In the scorching summer of 1976, Robyn spends her days swimming at the Lido and tagging after her brother. It’s the perfect holiday – except for the crying women her mum keeps bringing home.
As the heatwave boils on, tensions in the town begin to simmer. Everyone is gossiping about her mum, a strange man is following her around, and worst of all, no one will tell Robyn the truth. But this town isn’t good at keeping secrets…
Twelve years later Robyn returns home, to a house that has stood empty for years and a town that hasn’t moved on, forced to confront the mystery that haunted her that summer.
And atone for the part she played in it.
Narrated by Robyn, this novel transports the reader between the long, hot summer of 1976 and twelve years later, when Robyn and her brother Kit return to their home town. Both are trying to come to terms with the events of that long ago summer.

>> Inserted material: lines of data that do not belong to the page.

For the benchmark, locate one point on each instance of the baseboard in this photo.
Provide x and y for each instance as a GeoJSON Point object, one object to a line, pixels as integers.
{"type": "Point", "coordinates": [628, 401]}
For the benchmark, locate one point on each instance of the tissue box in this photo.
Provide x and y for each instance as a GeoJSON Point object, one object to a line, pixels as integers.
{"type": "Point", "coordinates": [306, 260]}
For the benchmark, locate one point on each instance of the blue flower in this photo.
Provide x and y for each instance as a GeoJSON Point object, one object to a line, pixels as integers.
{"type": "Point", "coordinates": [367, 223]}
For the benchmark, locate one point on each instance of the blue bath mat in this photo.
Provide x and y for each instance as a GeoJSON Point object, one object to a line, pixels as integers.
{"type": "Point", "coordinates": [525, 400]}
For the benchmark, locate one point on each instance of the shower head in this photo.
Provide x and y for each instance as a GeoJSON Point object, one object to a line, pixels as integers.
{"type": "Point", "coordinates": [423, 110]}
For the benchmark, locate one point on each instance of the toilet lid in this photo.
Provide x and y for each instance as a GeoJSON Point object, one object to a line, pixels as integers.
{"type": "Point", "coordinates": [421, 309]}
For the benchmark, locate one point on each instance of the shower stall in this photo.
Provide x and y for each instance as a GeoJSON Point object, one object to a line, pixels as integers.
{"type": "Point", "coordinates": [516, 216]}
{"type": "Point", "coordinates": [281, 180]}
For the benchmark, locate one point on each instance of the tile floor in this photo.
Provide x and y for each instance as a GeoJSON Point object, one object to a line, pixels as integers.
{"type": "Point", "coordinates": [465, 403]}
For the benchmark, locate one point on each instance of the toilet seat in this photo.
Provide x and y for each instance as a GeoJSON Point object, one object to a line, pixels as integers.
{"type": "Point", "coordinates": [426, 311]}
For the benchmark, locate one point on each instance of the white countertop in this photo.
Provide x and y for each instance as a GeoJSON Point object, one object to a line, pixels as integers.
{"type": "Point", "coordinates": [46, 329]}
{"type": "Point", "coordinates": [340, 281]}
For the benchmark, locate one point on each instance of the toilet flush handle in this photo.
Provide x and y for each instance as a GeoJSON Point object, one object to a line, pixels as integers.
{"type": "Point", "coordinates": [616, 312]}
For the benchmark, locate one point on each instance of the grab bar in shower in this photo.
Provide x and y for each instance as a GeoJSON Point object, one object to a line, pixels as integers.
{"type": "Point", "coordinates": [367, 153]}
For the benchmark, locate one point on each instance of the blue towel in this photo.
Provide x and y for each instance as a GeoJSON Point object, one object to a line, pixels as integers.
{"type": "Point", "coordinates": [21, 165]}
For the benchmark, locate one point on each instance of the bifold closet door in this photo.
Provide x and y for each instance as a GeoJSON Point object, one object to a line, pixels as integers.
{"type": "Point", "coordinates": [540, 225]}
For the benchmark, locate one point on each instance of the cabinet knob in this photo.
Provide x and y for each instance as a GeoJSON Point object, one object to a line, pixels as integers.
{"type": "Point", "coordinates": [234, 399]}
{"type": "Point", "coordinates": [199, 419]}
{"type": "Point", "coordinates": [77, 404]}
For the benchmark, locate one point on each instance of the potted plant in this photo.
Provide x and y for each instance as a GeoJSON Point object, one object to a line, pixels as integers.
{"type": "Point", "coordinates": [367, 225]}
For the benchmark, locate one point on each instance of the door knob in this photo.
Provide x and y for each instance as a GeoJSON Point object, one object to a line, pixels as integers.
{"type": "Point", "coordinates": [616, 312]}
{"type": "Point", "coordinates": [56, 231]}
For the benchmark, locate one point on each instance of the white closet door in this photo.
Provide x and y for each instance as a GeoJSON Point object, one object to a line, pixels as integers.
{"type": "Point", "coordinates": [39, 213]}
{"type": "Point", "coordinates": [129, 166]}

This is a clever book, well-written and intriguing. The author builds a real sense of time and place, and it’s easy to picture those summer days, and then the dreary grey of a rainy autumn. Robyn is interesting and her relationship with Kit is warm and honest, one that anyone with an older brother will recognise.
There’s a very well-executed twist at the end too.
Robyn’s confusion and fear are sensitively but realistically portrayed, as are her feelings of powerlessness – feelings that lead to consequences neither she nor the reader expect.
But the first two thirds of the novel did feel very slow and it also felt at times as though the narrator was being deliberately obtuse in order to fool the reader, rather than for the purposes of the story itself. This did spoil things for me and I was quite frustrated at times, and a little confused.
The last third of the book makes up for that though, with that satisfying twist.